Отчего пьют люди? Из поэтов и писателей гениальных никто не пил. У тех была одна страсть — работа. Эта простая истина, оказывается, существует очень упрямо. А люди, задетые огнем, тронутые — впечатлительны, слабы. И поэтому пьют, если конституция позволяет. Пили, впрочем, и кавалергарды, ничем не задетые. Нет, сколько я ни думаю, а пили бы все, если бы не ужасы похмелья. Все, кроме самых крупных, которые оживлены и напряжены и без наркотика. Во время войны встречались мы с Бианки в Москве. Когда ссора Маршака с Житковым расколола ленинградский отряд детских писателей, Бианки решительно и энергично присоединился к Борису Степановичу. При встречах говорил он о литературных делах с соответствующей яростью. В Москве же вдруг увидел я его как бы притушенным. Глубокое уважение к писательскому званию, умение постоять за себя, пристальная работа над корректурами, строгость к иллюстраторам его рассказов — все осталось, как было. Но он словно дремал. Дьявол делал свое дельце. И видя, как медленно поддается этот здоровенный и простой до наивности человек, обрушился на него воистину дьявольски. Писать об этом не поднимается рука. Словом, несчастья обрушились на самых его близких людей, и Виталий не выдержал. Сначала хватил его инфаркт, потом — удар. Потом второй. И он, необыкновенно располневший, ходит сейчас с палкой. Вскоре после второго удара он сказал: «Хочешь понять, что чувствует человек после удара — надень эти очки». А на столе лежали очки черные, через стекла их мир казался притушенным. Но здоровье и простота — и здесь взяли верх. Он работает, печатает одной рукой на машинке. Сумеречное состояние исчезло. По — прежнему высоко ставит он писательское звание, по — житковски непримирим. Возится с молодыми писателями. Вера Николаевна, отяжелевшая, пополневшая, бабушка уже, все так же терпеливо и молчаливо ведет семейство, ходит за мужем. И мы встречаемся теперь чаще, чем в молодости.

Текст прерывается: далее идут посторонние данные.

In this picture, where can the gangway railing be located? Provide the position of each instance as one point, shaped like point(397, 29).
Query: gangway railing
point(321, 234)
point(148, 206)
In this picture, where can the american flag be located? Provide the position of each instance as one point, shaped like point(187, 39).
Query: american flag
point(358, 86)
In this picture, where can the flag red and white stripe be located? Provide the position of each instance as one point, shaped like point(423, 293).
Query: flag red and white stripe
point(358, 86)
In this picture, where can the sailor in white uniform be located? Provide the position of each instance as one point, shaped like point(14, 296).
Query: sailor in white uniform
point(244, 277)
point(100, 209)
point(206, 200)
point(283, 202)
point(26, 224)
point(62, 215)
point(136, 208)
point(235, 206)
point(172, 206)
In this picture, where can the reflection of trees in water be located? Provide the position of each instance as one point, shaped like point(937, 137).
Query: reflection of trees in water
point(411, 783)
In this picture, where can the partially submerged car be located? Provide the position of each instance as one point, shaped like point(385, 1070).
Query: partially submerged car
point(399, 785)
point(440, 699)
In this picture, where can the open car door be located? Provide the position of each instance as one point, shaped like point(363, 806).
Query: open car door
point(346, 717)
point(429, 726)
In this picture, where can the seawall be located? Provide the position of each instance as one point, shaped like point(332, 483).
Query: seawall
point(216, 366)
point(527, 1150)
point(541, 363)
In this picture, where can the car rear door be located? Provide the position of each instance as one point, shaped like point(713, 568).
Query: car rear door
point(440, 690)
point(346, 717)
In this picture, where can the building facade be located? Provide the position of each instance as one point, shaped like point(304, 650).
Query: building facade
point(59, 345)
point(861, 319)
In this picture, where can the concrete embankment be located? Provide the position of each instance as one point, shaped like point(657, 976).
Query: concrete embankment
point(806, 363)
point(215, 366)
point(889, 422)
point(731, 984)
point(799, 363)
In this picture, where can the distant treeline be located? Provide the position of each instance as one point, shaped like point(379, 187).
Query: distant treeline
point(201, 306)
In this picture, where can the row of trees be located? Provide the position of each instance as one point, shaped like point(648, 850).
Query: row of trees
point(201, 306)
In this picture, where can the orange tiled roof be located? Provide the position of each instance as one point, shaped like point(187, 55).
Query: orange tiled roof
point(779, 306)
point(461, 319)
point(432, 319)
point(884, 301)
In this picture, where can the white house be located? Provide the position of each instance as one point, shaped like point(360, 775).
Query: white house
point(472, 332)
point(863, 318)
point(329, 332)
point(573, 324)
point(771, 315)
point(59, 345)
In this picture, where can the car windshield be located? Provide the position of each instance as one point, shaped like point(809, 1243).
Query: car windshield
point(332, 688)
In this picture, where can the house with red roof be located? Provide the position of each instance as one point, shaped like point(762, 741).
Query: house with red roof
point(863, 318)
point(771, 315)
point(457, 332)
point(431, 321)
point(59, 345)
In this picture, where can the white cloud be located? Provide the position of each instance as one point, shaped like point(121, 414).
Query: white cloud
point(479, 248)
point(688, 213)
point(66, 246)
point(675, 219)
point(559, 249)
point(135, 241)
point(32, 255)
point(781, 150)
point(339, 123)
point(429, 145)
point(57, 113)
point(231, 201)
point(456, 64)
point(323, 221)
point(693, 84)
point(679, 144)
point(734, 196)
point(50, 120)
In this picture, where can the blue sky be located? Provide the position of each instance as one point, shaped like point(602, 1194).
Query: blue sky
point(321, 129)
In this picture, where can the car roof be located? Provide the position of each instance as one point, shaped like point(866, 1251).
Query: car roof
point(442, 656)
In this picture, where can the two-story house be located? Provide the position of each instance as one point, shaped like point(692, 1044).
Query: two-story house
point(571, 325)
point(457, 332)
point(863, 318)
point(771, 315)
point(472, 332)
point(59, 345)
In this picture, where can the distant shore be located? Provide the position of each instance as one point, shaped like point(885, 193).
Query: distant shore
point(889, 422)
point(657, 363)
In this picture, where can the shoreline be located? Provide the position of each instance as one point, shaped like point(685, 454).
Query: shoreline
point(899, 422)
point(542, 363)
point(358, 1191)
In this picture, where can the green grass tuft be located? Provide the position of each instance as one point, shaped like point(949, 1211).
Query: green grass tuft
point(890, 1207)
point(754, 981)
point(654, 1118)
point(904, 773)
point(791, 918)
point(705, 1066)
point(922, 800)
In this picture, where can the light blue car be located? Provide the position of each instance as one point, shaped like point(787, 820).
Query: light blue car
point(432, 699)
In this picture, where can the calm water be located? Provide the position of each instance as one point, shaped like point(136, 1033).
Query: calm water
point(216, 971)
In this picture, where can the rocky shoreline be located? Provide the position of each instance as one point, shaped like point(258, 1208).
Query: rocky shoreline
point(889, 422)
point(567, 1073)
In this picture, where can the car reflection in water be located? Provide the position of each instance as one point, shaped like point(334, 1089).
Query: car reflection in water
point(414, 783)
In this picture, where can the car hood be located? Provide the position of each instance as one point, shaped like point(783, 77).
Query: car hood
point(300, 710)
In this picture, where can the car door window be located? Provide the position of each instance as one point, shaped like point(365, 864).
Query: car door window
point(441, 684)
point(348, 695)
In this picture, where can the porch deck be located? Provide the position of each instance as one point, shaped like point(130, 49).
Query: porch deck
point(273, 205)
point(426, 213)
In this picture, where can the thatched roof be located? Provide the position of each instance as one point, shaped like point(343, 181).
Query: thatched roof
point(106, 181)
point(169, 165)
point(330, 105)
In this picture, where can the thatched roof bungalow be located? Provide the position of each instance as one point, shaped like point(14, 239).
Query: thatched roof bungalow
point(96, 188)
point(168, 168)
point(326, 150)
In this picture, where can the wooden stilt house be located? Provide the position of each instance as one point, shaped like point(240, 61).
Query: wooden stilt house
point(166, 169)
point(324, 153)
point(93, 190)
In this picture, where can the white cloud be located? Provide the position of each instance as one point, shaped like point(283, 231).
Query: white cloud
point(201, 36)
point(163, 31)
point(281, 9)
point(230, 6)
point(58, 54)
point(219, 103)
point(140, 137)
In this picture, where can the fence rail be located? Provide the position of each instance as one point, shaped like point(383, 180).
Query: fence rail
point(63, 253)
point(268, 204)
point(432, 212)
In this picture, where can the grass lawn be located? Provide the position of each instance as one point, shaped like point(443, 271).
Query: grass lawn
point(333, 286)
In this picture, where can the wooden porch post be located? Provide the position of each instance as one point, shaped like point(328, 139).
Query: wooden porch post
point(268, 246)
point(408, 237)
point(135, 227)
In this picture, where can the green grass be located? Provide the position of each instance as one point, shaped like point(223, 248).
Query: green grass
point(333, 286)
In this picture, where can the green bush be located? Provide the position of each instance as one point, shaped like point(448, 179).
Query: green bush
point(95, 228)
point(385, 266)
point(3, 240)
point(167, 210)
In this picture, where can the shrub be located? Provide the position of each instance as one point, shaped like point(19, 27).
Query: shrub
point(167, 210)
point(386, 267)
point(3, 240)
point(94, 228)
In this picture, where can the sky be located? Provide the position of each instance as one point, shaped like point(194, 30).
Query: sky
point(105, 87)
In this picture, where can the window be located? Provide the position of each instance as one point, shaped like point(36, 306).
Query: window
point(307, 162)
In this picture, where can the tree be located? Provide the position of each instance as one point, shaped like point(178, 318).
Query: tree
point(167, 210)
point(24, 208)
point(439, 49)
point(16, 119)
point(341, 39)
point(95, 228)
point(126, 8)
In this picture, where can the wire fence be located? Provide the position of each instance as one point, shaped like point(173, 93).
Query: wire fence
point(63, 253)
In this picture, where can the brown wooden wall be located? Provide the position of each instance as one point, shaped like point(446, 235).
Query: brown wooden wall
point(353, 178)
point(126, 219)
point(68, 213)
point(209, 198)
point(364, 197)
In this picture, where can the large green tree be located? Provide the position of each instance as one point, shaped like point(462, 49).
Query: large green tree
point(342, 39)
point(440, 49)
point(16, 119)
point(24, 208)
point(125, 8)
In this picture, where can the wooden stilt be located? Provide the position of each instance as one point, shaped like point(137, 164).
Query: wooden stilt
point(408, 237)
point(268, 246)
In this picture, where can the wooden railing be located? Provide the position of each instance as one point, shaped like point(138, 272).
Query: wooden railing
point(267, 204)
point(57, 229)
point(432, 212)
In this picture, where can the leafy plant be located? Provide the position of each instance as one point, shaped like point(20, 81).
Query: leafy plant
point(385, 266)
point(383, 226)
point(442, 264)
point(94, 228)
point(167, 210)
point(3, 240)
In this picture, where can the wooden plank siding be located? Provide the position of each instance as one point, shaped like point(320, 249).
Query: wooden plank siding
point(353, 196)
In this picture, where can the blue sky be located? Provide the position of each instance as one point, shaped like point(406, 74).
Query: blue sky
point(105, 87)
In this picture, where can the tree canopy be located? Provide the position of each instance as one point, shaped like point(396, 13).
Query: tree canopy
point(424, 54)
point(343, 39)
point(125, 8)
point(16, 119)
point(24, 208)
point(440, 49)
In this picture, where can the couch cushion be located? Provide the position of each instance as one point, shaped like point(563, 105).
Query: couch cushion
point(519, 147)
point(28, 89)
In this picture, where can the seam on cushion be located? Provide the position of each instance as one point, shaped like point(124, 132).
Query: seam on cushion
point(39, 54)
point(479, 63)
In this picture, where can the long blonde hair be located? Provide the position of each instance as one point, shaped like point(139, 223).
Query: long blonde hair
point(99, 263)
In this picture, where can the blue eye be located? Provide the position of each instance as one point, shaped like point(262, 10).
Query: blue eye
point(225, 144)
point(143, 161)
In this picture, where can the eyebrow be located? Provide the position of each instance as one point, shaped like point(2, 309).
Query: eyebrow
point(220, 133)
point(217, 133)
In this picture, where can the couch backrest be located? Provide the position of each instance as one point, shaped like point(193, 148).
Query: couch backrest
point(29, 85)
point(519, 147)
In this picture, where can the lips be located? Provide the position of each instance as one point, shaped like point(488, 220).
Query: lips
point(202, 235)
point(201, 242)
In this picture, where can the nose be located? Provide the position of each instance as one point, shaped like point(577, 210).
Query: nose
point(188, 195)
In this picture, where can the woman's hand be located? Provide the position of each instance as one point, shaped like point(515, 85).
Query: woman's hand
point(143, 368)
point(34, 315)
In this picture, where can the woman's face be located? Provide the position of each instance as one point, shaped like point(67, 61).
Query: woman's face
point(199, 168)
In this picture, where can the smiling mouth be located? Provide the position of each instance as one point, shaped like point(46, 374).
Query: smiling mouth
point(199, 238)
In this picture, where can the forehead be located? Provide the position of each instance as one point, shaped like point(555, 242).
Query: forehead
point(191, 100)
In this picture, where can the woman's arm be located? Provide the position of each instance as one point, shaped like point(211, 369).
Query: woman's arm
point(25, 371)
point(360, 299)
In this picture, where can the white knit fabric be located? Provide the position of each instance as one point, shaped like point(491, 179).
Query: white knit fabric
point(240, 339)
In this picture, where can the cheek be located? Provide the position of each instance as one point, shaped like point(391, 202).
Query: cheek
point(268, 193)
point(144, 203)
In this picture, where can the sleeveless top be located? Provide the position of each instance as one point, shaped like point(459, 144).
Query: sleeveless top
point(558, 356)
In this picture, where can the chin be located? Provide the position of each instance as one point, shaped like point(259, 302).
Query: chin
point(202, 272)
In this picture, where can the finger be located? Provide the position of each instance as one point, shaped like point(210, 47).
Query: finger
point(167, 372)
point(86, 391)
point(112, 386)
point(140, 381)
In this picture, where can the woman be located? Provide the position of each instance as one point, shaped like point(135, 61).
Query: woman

Дальше записан в телефонной книжке Борщевский Юра
[97]. Сын известной своей красотой киноактрисы, он похож на мать и при этом некрасив. Хорош в нем только рост. Да общее выражение доброкачественности — силы, спортивности, выносливости. При моей впечатлительности, на меня, в первое время, заражающе действовала его застенчивость. Потом я привык к этому свойству его, и стало мне полегче. Всю войну пробыл Юра в Персии. Вернулся оттуда, зная персидский язык немного и отлично английский. В сорок восьмом году поступил на восточный факультет. (А может быть, и в сорок девятом? Нет, в 48). В те времена он был еще привычным на первом курсе явлением: старше большинства студентов, шинель со следами споротых погон — демобилизованный. Учиться он стал отлично: большая вытянутая его башка оказалась хорошо сбитой. Открывшись, обнаружил он душу столь же характерную для тех времен, как и фигуру. Открывшись — говорю условно, — дичился он по — прежнему. Высказывался больше знаками. То захохочет коротко, как бы вопросительно и недоумевающе, то пожмет плечами, то бросит фразы две — три, как будто и не значащие, но определяющие его отношение к миру. А сводилось оно вот к чему: война была свирепа, но ясна. Там ясно было, кто чего стоит. Там беды были доброкачественны (очень я полюбил за последнее время это слово). А тут, в гражданской жизни, много чего‑то туманного, чего‑то хитрят, как‑то неясны мотивы поступков. Карьеристы. Приспособленцы. С ними бы, да по — военному бы, но у всех это последнее чувство гасло и расплывалось. По моей впечатлительности на мелкие впечатления, его рассказы о Персии, редкие и немногословные, я впечатал в свои воспоминания. То расскажет он о гостинице, то о тополях возле чайханы. И я забываю суть рассказа. Но мелкие подробности вдруг оживят воображение, и я вижу незнакомую страну, как будто в ней побывал чудом!